I, however, had a set date for my departure from the moment I arrived. Two weeks later I was back on the train, headed to Bodhgaya, the historical place where the Buddha finally achieved enlightenment. Here I had enrolled in a meditation course. I won't say much about it since it's so similar to the ones offered in the US.

--- Intermission ---






A testament to the enduring capability of foot power and another reminder of the abject poverty all around, Kolkata is one of the last places where you still see an abundance of foot-powered rickshaws. There's a guy in front of my hotel who can be found either sitting or sleeping on/under his rickshaw at all hours of the day. Unlike many of his fellow rickshaw "drivers," I've never actually seen this fellow pulling anybody.

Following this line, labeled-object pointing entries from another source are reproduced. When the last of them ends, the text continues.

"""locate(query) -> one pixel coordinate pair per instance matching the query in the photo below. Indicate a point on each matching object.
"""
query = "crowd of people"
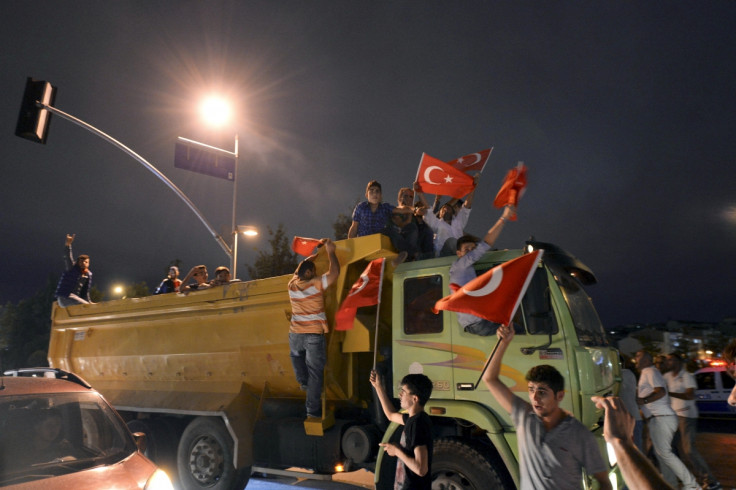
(656, 409)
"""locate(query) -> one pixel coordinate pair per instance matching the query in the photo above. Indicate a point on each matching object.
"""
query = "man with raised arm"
(308, 327)
(554, 446)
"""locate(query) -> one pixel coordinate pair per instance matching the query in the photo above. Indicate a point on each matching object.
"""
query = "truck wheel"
(205, 457)
(457, 465)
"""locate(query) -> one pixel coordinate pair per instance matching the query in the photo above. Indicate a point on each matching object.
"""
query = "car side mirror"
(140, 441)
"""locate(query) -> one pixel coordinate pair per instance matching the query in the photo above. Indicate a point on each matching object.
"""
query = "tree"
(25, 328)
(278, 261)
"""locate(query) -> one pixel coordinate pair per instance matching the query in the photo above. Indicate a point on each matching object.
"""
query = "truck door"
(422, 343)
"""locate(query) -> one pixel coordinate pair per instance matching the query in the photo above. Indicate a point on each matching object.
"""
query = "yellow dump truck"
(207, 375)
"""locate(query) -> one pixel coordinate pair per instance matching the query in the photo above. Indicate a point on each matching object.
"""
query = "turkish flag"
(512, 188)
(473, 163)
(496, 294)
(304, 246)
(437, 177)
(365, 292)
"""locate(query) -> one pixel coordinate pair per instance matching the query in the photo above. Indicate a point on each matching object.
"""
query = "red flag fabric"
(437, 177)
(365, 292)
(473, 163)
(512, 188)
(304, 246)
(496, 294)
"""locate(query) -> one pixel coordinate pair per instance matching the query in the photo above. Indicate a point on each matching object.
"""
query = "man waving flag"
(437, 177)
(365, 292)
(496, 294)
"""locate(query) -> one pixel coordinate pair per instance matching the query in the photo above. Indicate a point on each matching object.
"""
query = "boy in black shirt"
(415, 449)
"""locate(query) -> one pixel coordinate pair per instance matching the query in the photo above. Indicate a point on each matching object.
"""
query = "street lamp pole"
(234, 256)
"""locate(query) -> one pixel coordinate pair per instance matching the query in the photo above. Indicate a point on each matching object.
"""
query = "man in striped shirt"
(309, 325)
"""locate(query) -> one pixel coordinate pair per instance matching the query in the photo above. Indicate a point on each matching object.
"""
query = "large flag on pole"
(473, 163)
(496, 294)
(512, 188)
(365, 292)
(437, 177)
(304, 246)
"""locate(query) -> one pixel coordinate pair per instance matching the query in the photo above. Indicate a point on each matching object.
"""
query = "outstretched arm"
(500, 391)
(388, 407)
(637, 470)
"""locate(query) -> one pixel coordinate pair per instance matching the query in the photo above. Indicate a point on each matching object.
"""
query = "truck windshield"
(588, 325)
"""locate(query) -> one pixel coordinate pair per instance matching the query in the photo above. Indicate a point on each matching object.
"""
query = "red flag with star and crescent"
(496, 294)
(365, 292)
(473, 163)
(304, 246)
(512, 188)
(437, 177)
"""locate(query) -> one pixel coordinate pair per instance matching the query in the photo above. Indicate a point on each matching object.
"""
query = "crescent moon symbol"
(428, 171)
(492, 285)
(363, 278)
(477, 159)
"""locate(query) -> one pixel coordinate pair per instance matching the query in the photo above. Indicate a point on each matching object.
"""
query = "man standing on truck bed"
(309, 325)
(554, 446)
(462, 271)
(76, 281)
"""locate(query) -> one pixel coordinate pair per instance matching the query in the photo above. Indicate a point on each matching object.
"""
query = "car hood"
(128, 474)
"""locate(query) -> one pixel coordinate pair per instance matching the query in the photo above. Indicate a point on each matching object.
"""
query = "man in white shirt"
(681, 386)
(661, 419)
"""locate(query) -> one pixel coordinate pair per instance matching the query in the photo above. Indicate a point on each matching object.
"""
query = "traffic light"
(33, 121)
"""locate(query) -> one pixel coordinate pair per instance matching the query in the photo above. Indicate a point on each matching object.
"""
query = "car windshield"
(45, 435)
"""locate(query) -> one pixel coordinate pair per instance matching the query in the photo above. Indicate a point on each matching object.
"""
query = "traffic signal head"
(33, 121)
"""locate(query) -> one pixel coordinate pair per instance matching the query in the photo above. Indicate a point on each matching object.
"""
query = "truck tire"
(205, 457)
(457, 465)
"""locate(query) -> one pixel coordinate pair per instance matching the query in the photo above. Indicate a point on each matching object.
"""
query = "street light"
(245, 230)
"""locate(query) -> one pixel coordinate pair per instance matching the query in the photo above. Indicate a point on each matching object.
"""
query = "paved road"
(716, 442)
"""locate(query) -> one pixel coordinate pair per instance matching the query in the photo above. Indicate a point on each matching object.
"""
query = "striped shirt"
(308, 305)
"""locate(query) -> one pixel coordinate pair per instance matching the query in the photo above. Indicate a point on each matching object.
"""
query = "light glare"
(215, 111)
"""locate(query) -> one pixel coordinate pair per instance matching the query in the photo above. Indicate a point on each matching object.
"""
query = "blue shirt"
(370, 222)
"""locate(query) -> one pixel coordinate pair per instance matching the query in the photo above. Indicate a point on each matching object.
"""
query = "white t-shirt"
(679, 383)
(649, 379)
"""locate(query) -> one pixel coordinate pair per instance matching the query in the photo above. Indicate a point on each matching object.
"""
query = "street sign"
(204, 161)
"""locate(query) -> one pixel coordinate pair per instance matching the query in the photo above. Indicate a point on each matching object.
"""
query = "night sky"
(624, 113)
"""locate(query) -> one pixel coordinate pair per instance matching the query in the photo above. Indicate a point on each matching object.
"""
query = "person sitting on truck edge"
(371, 215)
(462, 271)
(413, 469)
(450, 225)
(170, 283)
(553, 445)
(222, 276)
(76, 281)
(661, 420)
(199, 274)
(308, 325)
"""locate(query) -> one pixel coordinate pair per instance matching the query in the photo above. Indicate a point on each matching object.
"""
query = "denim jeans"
(308, 356)
(662, 430)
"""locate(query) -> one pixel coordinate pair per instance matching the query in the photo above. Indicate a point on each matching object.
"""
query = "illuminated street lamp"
(247, 231)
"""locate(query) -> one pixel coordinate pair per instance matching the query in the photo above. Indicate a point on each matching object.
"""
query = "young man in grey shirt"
(554, 446)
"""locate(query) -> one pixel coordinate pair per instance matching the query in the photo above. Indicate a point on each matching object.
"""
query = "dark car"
(56, 432)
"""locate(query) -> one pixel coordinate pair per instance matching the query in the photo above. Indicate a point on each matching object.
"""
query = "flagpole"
(378, 313)
(488, 362)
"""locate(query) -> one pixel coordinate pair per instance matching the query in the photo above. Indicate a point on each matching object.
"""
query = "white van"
(714, 386)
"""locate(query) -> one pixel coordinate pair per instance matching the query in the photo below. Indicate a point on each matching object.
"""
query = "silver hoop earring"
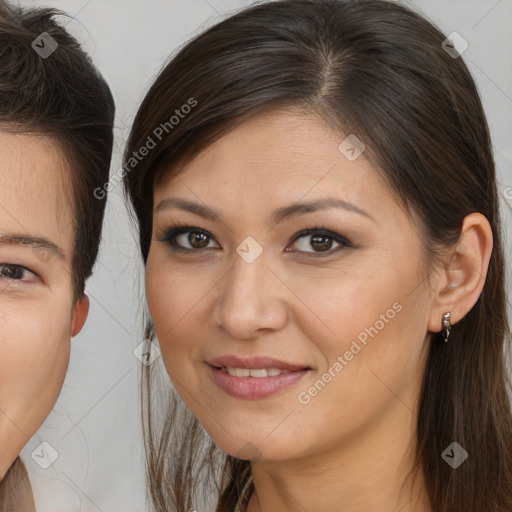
(447, 326)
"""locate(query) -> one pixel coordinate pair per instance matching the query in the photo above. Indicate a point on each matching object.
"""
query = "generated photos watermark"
(305, 397)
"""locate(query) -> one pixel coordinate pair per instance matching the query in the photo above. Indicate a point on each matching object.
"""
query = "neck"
(370, 472)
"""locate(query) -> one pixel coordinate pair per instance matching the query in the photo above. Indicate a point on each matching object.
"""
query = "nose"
(251, 299)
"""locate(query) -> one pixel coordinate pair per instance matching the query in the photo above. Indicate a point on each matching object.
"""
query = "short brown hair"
(65, 97)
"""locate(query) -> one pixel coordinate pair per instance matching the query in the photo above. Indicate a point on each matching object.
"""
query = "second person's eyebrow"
(31, 241)
(278, 215)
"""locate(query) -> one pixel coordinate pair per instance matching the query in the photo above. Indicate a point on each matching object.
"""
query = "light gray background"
(95, 424)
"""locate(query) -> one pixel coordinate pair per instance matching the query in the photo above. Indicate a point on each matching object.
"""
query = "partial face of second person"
(38, 313)
(221, 307)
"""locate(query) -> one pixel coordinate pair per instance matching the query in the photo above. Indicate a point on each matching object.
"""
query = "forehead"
(35, 192)
(283, 155)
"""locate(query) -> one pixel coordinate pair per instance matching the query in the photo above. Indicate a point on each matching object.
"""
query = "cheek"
(35, 348)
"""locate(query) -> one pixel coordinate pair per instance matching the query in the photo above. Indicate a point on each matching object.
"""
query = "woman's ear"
(462, 276)
(80, 314)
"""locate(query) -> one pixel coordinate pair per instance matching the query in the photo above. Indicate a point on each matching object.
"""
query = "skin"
(353, 442)
(38, 313)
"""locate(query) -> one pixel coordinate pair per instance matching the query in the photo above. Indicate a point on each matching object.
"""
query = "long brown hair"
(61, 96)
(378, 70)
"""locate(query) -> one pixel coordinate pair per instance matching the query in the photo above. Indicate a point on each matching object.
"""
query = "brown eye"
(14, 272)
(317, 241)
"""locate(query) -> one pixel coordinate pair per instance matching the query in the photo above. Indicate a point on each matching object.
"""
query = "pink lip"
(253, 388)
(254, 362)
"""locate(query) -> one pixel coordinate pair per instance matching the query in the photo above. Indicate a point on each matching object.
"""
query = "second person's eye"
(15, 272)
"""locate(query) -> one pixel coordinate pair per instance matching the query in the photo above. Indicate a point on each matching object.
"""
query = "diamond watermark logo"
(455, 45)
(351, 147)
(45, 455)
(44, 45)
(454, 455)
(249, 249)
(147, 353)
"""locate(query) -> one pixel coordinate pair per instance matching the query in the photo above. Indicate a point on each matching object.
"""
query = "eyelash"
(13, 266)
(178, 228)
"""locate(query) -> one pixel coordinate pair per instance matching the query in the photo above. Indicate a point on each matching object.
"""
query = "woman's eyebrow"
(32, 241)
(279, 215)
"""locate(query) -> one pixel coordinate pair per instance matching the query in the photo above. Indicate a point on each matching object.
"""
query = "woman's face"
(37, 313)
(287, 344)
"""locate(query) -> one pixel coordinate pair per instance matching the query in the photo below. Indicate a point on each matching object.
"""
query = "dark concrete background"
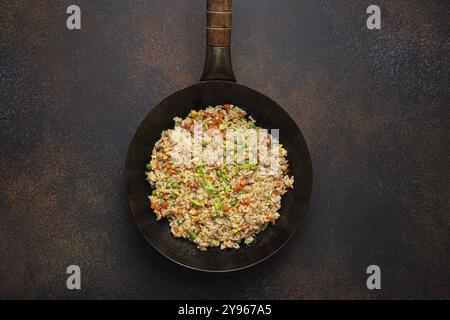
(372, 105)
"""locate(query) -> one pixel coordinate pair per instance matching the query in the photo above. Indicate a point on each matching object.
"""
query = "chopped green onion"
(211, 190)
(218, 204)
(221, 175)
(249, 166)
(196, 203)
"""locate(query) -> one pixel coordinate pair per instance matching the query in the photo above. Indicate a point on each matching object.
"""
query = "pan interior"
(267, 114)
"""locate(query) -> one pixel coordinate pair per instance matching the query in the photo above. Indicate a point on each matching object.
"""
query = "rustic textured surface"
(373, 106)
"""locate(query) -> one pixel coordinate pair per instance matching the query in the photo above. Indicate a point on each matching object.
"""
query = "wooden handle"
(218, 22)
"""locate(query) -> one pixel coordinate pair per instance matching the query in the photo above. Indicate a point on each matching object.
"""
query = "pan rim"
(127, 178)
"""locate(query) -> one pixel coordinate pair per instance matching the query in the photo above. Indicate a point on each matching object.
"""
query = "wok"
(218, 86)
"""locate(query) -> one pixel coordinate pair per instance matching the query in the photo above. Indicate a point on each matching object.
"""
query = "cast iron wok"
(218, 86)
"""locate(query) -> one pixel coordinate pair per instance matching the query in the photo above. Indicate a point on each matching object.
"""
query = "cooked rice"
(215, 205)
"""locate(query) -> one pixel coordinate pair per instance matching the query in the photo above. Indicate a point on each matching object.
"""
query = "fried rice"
(222, 204)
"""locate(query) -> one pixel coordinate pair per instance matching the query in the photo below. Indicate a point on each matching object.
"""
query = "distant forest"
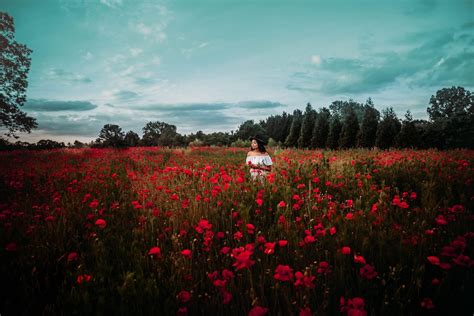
(342, 125)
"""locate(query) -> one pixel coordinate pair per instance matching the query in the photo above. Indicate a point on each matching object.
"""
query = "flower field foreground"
(186, 231)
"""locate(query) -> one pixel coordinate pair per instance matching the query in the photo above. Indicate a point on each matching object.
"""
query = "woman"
(258, 159)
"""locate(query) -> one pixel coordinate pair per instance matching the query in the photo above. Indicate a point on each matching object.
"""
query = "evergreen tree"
(307, 126)
(368, 129)
(408, 136)
(321, 129)
(15, 63)
(334, 132)
(131, 139)
(350, 130)
(451, 112)
(292, 138)
(388, 129)
(111, 135)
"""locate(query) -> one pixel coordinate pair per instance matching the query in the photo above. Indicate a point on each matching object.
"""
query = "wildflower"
(346, 250)
(184, 296)
(72, 256)
(283, 273)
(433, 260)
(187, 253)
(368, 272)
(101, 223)
(155, 251)
(258, 311)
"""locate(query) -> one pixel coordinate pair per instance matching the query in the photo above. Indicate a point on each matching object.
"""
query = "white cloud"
(440, 62)
(135, 51)
(316, 60)
(87, 56)
(111, 3)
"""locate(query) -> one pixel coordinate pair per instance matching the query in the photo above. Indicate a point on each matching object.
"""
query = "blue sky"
(210, 65)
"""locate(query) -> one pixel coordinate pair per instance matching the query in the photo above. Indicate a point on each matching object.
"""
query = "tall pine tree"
(350, 129)
(321, 129)
(368, 129)
(388, 129)
(307, 126)
(409, 135)
(334, 132)
(292, 138)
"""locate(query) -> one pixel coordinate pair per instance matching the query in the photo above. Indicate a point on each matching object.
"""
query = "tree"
(153, 131)
(450, 102)
(131, 139)
(408, 136)
(111, 135)
(295, 129)
(14, 67)
(307, 126)
(249, 128)
(368, 129)
(334, 132)
(452, 112)
(321, 129)
(388, 129)
(350, 129)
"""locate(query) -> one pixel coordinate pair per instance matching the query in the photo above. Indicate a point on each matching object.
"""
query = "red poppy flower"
(184, 296)
(101, 223)
(72, 256)
(434, 260)
(283, 273)
(155, 251)
(258, 311)
(187, 253)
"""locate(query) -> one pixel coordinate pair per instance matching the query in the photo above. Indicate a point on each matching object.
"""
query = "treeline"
(341, 125)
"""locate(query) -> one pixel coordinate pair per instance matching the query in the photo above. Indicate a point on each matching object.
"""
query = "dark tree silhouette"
(368, 129)
(14, 67)
(409, 135)
(131, 139)
(350, 129)
(249, 128)
(111, 135)
(388, 129)
(451, 112)
(307, 126)
(334, 132)
(295, 129)
(321, 129)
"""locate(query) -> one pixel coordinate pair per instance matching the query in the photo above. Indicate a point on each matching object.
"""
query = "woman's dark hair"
(261, 147)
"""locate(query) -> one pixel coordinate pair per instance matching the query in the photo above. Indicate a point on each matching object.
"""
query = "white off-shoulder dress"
(259, 160)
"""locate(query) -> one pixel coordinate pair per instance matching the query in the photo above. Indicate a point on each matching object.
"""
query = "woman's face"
(254, 144)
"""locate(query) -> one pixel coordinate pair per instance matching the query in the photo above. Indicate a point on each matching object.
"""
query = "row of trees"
(345, 124)
(348, 124)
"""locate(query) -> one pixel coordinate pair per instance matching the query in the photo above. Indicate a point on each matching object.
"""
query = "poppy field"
(158, 231)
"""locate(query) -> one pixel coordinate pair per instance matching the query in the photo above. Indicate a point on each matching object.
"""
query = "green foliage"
(307, 126)
(15, 64)
(368, 129)
(248, 129)
(350, 129)
(321, 129)
(111, 135)
(409, 136)
(295, 130)
(387, 129)
(334, 132)
(131, 139)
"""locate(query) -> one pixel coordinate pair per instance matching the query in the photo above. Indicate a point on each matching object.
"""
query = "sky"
(210, 65)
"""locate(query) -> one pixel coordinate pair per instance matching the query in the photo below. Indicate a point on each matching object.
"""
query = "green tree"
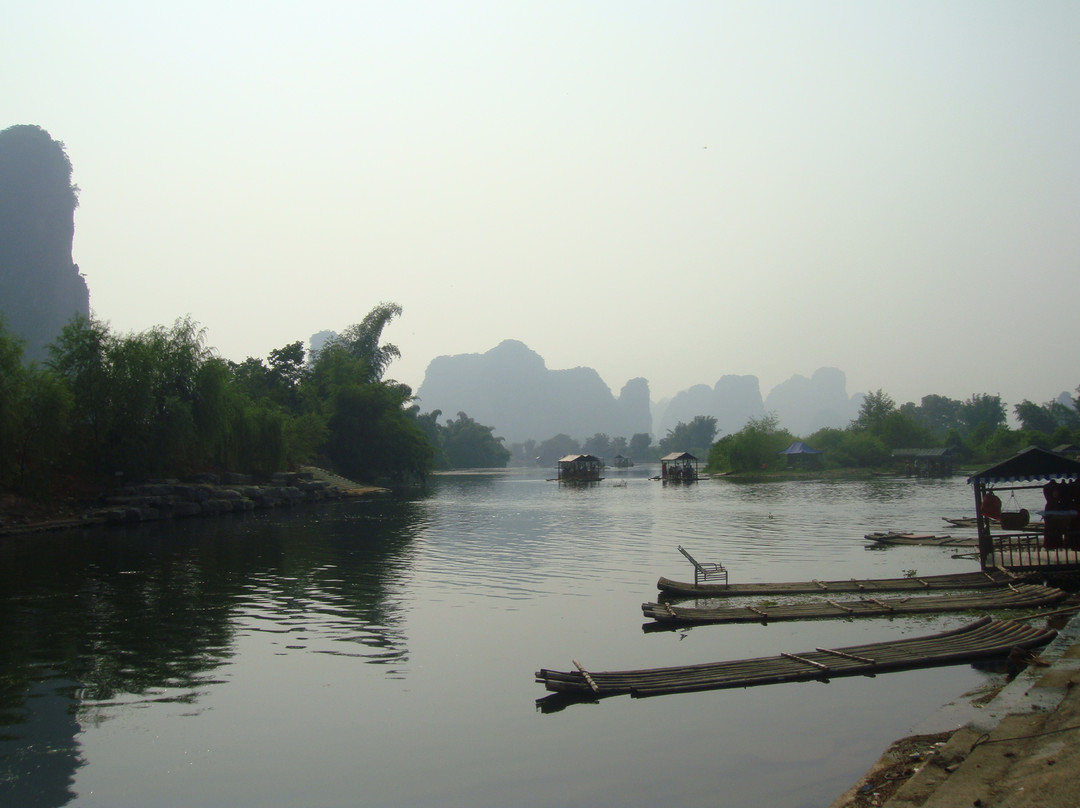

A view from the hills: the peak at the top right of this photograph, named Katchenjunga (sp?), is the third-tallest peak in the world. Here, it's a slightly fake looking backdrop to the mountain city of Darjeeling.















Despondent looks from a guy in an aisle of many others, just like him, selling these fuzzy hand puppets who squeal and fire their tongues into the air when you squeeze your hands. The men selling the things in question, staring at each other squealing all day, by noon all look like they want to kill themselves.












A peak from the back of an enormous tent of His Holiness the Dalai Lama in a mid-lecture pose.